The announcement of an acclaimed MSU president-elect should raise questions as to why no one is running for MSU positions
Graphic By Nigel Mathias/Contributor
By: Belinda Tam, Contributor
On Jan. 26, 2021, it was announced that Denver Della-Vedova was acclaimed for the position of McMaster Students Union president for the 2021-2022 academic year.
Taking into account both world events and student’s everyday lives, this news may not be on the top of everyone’s mind at the moment. Knowing that this semester is a continuation of a time where the majority of classes are being conducted online — besides a small subset of students being on campus — there’s no doubt that students have been pouring more time into their studies.
Since an acclamation hasn’t occurred within at least 40 years, it’s important to discuss the barriers in running an election. There are multiple rules in place for running candidates, which can pose as a potential financial barrier if you get fined.
Depending on the position the person is running for, guidelines and rules can vary. Violation of election rules may cause you to be fined unless you go through an appeal process. Furthermore, there is the issue of having financial accessibility if a candidate racks up lots of fines, which in turn may stop them from wanting to run.
With that said, there is actually a lot of work to be done when running for one of these positions.
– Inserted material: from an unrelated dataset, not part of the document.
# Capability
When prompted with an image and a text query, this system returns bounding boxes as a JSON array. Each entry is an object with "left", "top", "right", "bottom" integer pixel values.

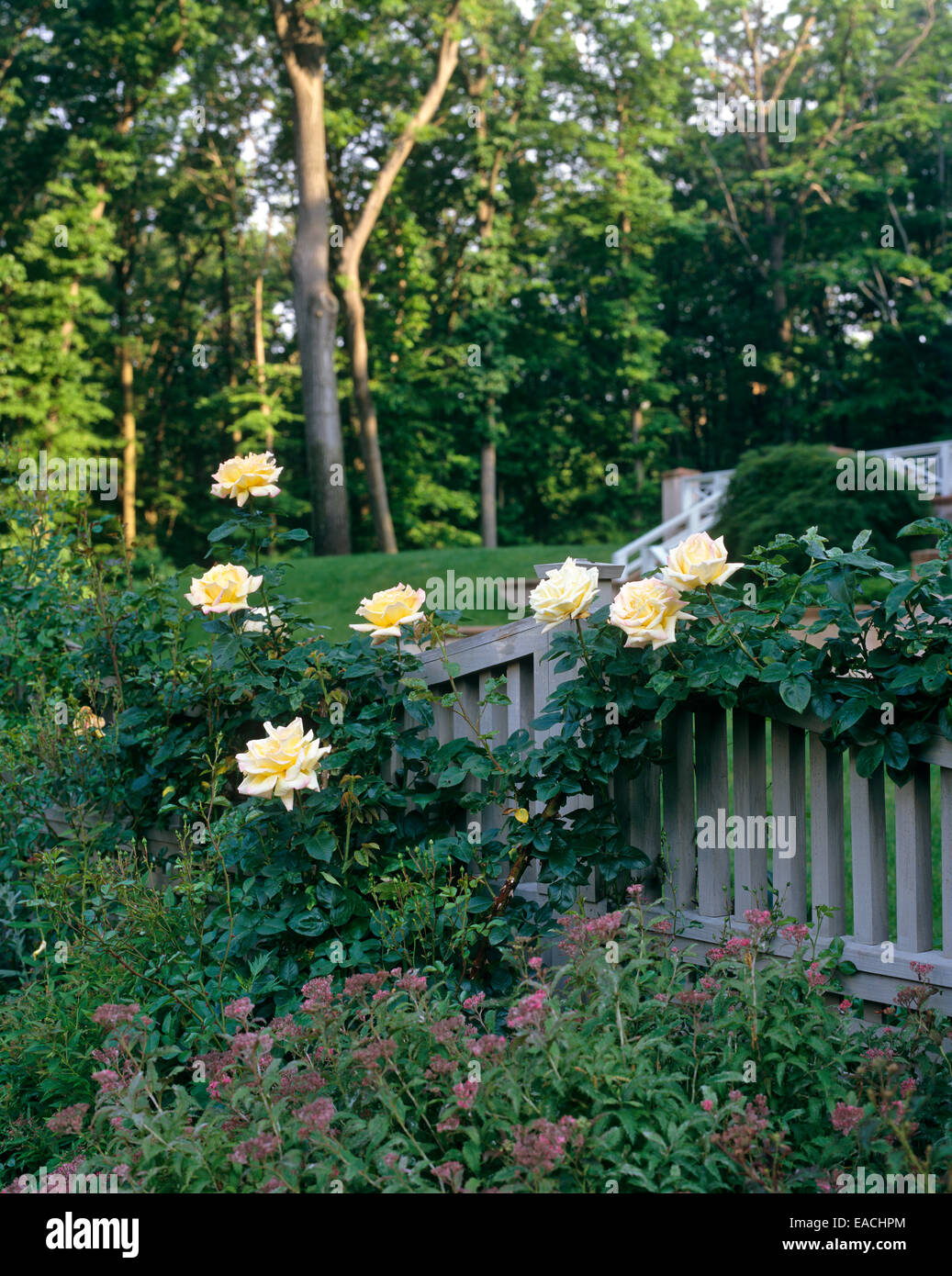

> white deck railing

[{"left": 611, "top": 441, "right": 952, "bottom": 580}]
In previous presidential elections, candidates often take time off from class, especially for the campaigning period in order to inform the general student population about their mission and what they are hoping to do when elected.
When taking time off from class and possibly even work, not only does the student have to put in extra time and effort to catch up but this time off may also impact evaluations at work as well as testing in courses. Based on the amount of time required to dedicate yourself to running, this may also eliminate more candidates from applying.
In addition, the candidate also often makes a campaign team and has to coordinate the more minor details such as making sure someone was always present at their campaign table.
With that being said, having a team does alleviate the workload but much work is to be done at the beginning of this process when it comes to planning your campaign, as well as managing the team.
This is a lot to handle in conjunction with coursework and personal life. With this level of commitment and time invested, candidates seem to be willing to do whatever it takes to get the position.
Another important note is that you may have a better chance of winning the election if you are more involved and connected with people in the MSU.
Previous presidents such as Ikram Farah, Josh Marando and Giancarlo Da-Ré were all heavily involved in the MSU, which may have had a role in them winning since they had connections to others in the MSU.
As a result, they are more likely to know people who are in positions of power, so it’s easier for them to reach out and build their platform. While opinions may vary, having connections could mean that you have a better chance at winning.
However, we might be missing out on those in the student population who want to run — and might actually be good at the job for that matter — but won’t win because they don’t have those connections.
If this indeed is the case, this means that there is a bias in the system. Those who choose to run by themselves are at a greater disadvantage compared to those who have connections with the predecessors in the role they are campaigning for.
With Della-Vedova’s acclamation of such an important role within the MSU, it is important to reflect on why this issue may have arisen in the first place. If elections aren’t accessible for anyone to run, we may see more acclamations in the future.